Por: Aldrin García Balvin – Director de Totus Noticias
El anuncio de un nuevo Cónclave siempre despierta interés y, en algunos casos, hasta pasiones desbordadas. No faltan las listas de “papables”, los análisis de medios y hasta las apuestas sobre quién podría ser el próximo sucesor de Pedro. Las redes sociales se llenan de nombres, favoritos, rumores y simpatías personales. Pero es en este punto donde debemos hacer una pausa, tomar aire y recordar una verdad esencial: el Cónclave no es un concurso de popularidad. No es una elección política ni un certamen de simpatías. Es, ante todo, una búsqueda obediente de la voluntad de Dios.
Muchos, quizás sin mala intención, miran el Cónclave como si fuera una campaña presidencial. Como si se tratara de votar por quien tenga más carisma, más seguidores, mejores discursos o quien haya sido más viral en los últimos meses. Pero elegir un Papa no es darle “like” a una publicación. No es decidir quién tiene las mejores propuestas en su plan de gobierno. No se trata de quién sabe posar mejor ante las cámaras o quién maneja mejor las redes sociales. El Papa no es el “influencer” más carismático del colegio cardenalicio. Es el sucesor de Pedro, el elegido bajo la acción del Espíritu Santo, no bajo el aplauso de las mayorías.
La Iglesia no puede caer en la tentación de ver el Cónclave con los ojos del mundo, como si fuese una contienda electoral más. Los Cardenales no están para elegir a “nuestro candidato”, al que más nos simpatiza, ni al que promete reformas que suenan bonitas a los oídos de la opinión pública. Porque, en el fondo, no se trata de lo que nosotros queremos, sino de lo que Dios quiere para Su Iglesia. Ellos no votan por el que más nos gusta. Nosotros debemos acoger con humildad y fe, al Pastor que Dios nos regala, aunque tal vez no sea el que teníamos en mente.
Cuando permitimos que las lógicas del mundo —las mismas que rigen las campañas políticas— entren en este proceso sagrado, corremos el riesgo de perder de vista el verdadero sentido del Cónclave. La Iglesia no necesita estrategas de mercadeo espiritual, necesita un pastor que, desde la pequeñez, escuche la voz del Espíritu y confirme a sus hermanos en la fe. Por eso, el Cónclave no es la pasarela de los favoritos, sino el Cenáculo donde se discierne la acción del Espíritu Santo.
Cristo, hace más de dos mil años, lo dejó claro: “Tú eres Pedro, y sobre esta piedra edificaré mi Iglesia” (Mateo 16,18). Y esa promesa sigue viva hoy, en cada Cónclave, en cada sucesión. La elección del Papa no es una decisión humana aislada, sino la obra de la providencia divina, que actúa incluso en medio de las limitaciones humanas de los cardenales electores. Creerlo es un acto de fe. No confiarlo es olvidar que esta es la Iglesia de Cristo, no la nuestra.
Nuestro rol como creyentes no es el de votantes y menos estar ansiosos esperando resultados, sino el de fieles que oran. La mejor campaña que podemos hacer en este tiempo es la de la oración. Orar por los cardenales, para que sean dóciles al Espíritu. Orar por la Iglesia, para que no se deje llevar por las pasiones humanas, sino que permanezca unida en la búsqueda de la voluntad de Dios.
No es tiempo de dividirnos por gustos personales, ni de apasionarnos en debates de cafetería o de Twitter. Es tiempo de permanecer en silencio interior, en humilde espera, en oración confiada. Porque, al final, el Papa que emergerá del Cónclave no será el “mejor candidato” según nuestras expectativas, sino el que el Señor ha escogido para pastorear a Su pueblo en esta hora de la historia.

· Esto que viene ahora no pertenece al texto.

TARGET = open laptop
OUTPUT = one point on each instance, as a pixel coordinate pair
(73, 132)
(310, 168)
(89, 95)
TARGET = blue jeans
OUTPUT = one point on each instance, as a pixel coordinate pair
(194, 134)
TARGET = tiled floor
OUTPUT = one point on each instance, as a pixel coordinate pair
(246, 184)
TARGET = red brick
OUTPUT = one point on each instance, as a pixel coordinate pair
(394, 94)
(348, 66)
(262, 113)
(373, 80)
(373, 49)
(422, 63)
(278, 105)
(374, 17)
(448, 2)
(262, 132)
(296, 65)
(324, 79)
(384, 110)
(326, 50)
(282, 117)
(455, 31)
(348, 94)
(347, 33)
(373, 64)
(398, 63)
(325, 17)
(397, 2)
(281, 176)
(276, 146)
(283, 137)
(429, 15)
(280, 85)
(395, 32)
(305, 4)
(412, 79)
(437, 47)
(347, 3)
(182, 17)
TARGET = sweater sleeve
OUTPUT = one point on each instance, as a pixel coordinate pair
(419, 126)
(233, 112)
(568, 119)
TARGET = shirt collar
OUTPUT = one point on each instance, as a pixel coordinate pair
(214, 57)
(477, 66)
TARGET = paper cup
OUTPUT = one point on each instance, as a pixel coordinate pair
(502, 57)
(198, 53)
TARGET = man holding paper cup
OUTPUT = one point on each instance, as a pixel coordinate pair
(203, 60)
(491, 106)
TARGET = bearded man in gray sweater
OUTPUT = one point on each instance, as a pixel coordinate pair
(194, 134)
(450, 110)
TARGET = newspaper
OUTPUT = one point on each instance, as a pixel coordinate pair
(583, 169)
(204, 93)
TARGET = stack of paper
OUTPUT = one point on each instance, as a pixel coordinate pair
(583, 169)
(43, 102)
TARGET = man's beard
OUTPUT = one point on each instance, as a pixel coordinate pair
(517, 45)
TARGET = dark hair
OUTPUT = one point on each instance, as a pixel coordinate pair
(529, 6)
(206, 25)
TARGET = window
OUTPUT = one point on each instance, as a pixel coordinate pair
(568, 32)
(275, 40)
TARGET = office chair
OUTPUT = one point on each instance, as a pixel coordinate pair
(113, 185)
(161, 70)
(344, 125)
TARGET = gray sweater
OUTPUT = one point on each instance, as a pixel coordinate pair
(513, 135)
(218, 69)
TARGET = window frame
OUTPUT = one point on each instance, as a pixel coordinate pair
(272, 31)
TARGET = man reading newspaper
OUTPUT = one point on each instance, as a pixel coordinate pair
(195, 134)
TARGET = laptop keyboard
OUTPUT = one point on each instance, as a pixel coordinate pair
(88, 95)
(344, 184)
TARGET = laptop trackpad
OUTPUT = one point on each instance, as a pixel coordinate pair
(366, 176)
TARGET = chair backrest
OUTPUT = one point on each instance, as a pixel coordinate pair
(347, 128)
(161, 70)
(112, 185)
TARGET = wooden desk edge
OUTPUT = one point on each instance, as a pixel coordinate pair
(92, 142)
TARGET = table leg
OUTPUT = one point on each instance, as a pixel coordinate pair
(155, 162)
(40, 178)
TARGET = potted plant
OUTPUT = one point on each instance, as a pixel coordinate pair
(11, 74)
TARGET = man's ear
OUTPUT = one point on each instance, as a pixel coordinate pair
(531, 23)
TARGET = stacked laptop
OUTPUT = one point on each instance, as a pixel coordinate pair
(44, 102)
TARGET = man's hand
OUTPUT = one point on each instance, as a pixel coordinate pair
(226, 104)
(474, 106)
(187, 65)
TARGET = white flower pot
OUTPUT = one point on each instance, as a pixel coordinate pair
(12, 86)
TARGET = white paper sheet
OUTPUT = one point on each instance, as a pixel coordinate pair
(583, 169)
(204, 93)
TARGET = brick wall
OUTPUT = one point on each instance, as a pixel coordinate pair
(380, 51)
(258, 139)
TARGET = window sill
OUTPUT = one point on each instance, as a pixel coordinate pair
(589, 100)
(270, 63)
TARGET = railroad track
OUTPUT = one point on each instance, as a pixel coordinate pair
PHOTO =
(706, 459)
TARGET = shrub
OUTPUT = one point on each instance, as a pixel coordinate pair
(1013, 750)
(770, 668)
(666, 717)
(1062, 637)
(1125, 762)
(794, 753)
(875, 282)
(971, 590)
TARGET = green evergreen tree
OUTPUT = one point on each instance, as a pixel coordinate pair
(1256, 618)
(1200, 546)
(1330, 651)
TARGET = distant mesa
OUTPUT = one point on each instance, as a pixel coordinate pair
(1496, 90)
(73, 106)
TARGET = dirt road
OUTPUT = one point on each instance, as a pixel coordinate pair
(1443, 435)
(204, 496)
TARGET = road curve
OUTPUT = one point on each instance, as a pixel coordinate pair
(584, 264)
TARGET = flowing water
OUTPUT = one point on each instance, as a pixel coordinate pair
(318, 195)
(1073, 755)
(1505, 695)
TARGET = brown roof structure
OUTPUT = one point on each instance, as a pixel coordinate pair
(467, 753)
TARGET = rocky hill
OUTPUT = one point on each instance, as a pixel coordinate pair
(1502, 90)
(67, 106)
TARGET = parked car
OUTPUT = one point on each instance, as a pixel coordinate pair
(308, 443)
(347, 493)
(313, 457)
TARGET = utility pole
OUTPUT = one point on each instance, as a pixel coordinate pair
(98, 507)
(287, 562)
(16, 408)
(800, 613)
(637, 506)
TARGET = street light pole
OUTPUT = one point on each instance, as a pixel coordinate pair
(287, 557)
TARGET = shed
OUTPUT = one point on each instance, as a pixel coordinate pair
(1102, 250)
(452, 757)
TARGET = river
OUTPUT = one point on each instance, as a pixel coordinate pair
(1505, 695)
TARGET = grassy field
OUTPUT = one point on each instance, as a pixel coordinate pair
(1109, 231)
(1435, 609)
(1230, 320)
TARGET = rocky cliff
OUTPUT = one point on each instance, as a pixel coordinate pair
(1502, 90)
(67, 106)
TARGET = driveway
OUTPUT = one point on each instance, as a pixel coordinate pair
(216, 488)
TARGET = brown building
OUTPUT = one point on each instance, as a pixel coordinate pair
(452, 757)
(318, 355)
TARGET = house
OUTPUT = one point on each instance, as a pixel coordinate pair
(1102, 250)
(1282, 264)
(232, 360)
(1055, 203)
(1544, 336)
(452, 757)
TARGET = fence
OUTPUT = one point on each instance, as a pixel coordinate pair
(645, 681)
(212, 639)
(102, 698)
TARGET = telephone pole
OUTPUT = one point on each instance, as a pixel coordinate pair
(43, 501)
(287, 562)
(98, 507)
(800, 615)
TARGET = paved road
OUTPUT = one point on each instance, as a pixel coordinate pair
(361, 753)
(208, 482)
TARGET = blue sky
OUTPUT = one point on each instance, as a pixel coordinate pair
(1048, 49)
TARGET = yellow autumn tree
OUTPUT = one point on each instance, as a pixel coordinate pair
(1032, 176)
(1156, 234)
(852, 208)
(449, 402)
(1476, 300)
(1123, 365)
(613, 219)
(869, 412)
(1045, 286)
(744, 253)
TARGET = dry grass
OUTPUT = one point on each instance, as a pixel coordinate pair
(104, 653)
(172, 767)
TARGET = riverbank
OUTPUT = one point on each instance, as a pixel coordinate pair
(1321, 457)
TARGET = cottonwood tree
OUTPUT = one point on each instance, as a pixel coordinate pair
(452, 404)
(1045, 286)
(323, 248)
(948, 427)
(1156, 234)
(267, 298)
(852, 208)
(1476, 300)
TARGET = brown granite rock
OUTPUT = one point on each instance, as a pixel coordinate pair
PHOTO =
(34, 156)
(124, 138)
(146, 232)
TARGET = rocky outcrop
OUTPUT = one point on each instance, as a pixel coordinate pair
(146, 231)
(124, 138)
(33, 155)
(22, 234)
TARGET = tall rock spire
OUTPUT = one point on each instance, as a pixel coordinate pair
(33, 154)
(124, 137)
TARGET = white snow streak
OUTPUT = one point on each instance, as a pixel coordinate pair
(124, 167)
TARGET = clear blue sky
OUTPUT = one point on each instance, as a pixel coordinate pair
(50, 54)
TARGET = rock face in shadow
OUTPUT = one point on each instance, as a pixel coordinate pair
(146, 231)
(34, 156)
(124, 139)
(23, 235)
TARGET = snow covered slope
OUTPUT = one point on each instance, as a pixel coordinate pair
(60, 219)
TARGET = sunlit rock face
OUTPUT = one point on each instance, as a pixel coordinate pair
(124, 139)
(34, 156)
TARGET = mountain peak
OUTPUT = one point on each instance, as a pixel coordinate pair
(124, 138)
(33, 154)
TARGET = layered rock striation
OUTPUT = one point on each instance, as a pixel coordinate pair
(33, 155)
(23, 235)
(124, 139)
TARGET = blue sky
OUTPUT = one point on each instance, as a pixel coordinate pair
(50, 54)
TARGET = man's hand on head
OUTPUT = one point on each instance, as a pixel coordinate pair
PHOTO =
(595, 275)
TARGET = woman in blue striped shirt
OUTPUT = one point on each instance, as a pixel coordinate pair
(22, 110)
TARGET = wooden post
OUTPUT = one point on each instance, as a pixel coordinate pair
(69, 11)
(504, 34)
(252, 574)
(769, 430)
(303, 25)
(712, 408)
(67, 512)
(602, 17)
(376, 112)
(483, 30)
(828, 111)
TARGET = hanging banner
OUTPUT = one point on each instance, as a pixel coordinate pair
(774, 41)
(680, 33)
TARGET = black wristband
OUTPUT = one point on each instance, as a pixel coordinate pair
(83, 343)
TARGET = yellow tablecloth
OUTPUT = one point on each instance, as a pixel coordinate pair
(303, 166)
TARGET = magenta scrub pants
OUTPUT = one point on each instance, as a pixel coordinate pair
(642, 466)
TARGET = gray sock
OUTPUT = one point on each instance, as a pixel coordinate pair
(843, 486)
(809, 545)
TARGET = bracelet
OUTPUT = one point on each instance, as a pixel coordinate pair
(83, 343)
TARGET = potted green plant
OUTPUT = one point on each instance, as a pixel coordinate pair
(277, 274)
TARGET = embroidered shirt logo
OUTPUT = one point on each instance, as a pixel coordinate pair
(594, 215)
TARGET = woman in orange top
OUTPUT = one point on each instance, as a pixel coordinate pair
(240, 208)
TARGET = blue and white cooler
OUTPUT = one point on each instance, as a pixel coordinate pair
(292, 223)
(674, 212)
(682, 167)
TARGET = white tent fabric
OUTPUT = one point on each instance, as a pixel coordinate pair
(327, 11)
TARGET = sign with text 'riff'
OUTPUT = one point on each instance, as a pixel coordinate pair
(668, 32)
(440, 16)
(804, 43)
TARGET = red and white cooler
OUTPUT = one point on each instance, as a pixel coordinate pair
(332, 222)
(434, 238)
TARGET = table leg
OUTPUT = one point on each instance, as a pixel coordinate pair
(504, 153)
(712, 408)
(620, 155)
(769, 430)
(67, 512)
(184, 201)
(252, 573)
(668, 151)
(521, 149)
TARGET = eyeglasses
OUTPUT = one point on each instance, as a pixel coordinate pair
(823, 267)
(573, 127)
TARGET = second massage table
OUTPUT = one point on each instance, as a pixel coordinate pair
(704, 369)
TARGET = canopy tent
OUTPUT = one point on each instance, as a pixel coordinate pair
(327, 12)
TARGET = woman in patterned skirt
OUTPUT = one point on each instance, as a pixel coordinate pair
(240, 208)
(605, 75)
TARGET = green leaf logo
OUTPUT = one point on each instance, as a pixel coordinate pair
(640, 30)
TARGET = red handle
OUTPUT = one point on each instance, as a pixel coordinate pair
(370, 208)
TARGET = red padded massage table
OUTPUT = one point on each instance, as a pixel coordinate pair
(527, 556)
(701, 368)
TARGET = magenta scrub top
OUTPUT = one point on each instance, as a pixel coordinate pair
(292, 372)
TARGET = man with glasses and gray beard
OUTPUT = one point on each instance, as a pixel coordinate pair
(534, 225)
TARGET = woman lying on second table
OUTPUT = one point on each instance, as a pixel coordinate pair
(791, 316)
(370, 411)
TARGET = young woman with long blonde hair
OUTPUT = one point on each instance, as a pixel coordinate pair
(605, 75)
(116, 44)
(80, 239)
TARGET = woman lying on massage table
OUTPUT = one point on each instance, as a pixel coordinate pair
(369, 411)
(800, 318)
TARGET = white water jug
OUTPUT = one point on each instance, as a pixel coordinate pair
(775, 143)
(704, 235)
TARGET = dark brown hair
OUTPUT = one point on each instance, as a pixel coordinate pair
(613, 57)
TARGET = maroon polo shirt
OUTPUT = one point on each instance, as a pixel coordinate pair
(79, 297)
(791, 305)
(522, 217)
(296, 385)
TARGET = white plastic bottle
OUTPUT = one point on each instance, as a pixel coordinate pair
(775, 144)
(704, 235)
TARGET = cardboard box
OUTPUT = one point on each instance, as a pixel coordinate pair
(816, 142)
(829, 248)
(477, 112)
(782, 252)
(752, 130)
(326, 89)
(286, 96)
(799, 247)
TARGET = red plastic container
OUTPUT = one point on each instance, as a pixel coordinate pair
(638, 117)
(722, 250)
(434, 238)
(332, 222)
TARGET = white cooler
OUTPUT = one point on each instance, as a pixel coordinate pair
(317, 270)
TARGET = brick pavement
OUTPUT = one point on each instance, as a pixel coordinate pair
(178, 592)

Que no se nos olvide: el Cónclave no es un reality show ni una competencia por likes. Es un momento sagrado donde los apóstoles de hoy, en oración y discernimiento, buscan quién llevará el timón de la barca de Pedro. Que no nos gane la ansiedad de las simpatías humanas, sino la paz que nace de confiar en la promesa de Cristo, esa que nunca falla: “Yo estoy con ustedes todos los días, hasta el fin del mundo” (Mateo 28,20).